Demnach werden Pisten mit einer Breite von weniger als 30 Metern mit dem Faktor 1 gewichtet und Pisten mit einer Breite von über 30 Metern mit dem Faktor 2. Dies erklärt die Abweichungen zu Schrahes Ergebnissen, der die Pistenbreiten nicht berücksichtigt. Gemäss erneuter Überprüfung innerhalb der BDG und Rücksprache mit den Partnern von Gstaad Mountain Rides gäbe es 220 Pistenkilometer im Schneesportgebiet Gstaad Mountain Rides mit Télé Château-d’Œx, Glacier 3000, den Skiliften Lauenen und Gsteig, Wasserngrat 2000 und den BDG, fügt Céline Défago hinzu.

«Ausserdem werden mittels neuen Schneehöhenmess- und Flottenmanagementsystemen in sechs Pistenfahrzeugen und mittels neuer Pisten-Luftaufnahmen die Längen und Breiten der Pisten auf die nächste Saison nochmals verifiziert.» Bei Gstaad Mountain Rides kommt man also auf eine höhere Kilometerzahl, weil die Verantwortlichen die Breite der Piste mit verrechnen.

Fundierte Angaben

Christoph Schrahe erzählt auf Anfrage, wie seine Zahlen entstehen.
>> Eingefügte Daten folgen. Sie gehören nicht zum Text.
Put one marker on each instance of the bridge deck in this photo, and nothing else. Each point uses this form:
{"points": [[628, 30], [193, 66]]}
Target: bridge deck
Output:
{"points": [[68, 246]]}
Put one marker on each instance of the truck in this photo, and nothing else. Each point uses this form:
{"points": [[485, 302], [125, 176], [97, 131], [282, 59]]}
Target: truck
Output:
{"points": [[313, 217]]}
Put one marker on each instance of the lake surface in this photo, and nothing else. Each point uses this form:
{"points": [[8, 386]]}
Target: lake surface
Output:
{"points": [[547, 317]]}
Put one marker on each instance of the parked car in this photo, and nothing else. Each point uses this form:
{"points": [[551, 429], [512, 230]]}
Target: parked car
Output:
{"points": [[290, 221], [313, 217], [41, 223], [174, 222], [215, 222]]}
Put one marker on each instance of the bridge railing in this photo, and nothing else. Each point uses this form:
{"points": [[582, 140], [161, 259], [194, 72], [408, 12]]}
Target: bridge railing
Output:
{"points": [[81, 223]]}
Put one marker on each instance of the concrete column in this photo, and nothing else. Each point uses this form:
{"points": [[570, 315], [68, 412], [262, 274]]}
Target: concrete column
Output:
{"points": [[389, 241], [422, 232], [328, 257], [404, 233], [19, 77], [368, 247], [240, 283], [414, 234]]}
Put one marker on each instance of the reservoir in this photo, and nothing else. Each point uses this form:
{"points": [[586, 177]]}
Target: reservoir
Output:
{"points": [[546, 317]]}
Grundsätzlich bezögen sich seine Angaben auf optimale Verhältnisse. Also wenn sämtliche angebotenen Lifte offen und alle Pisten gut befahrbar seien. Er habe 450 Skigebiete in den Alpen selber mit einem GPS-Gerät vermessen. «Natürlich kann ich nicht jedes Jahr überall sein», gibt er zu, aber er bezöge noch andere Quellen für seine Berechnungen mit ein: Ausgangspunkt sei, was die Skigebiete selber in ihren Pistenplänen auswiesen, erklärt er.

Dazu Winterluftbilder, auf denen er genau sehen könne, wo die Pisten verlaufen, sowie Angaben der Kantone über die für Pisten genehmigten Flächen. Diese Daten seien verfügbar, sagt Schrahe, und räumt ein, dass es den Rahmen sprengen würde, wenn er die 450 Skigebiete noch einmal einzeln anginge.

Er informiere sich auf den jeweiligen Websites über neue Lifte oder Pisten. Deshalb erscheine sein Bericht erst relativ spät, nämlich Ende November oder Anfang Dezember, da er entsprechende Kommunikationen erst abwarten müsse. Und Schrahe gibt bei aller Genauigkeit und Verlässlichkeit seiner Angaben zu bedenken, dass «je grösser ein Skigebiet ist, desto schwieriger ist es, das Ganze genau darzustellen. Bei denen bin ich bedacht, zusätzliche Quellen zu finden.»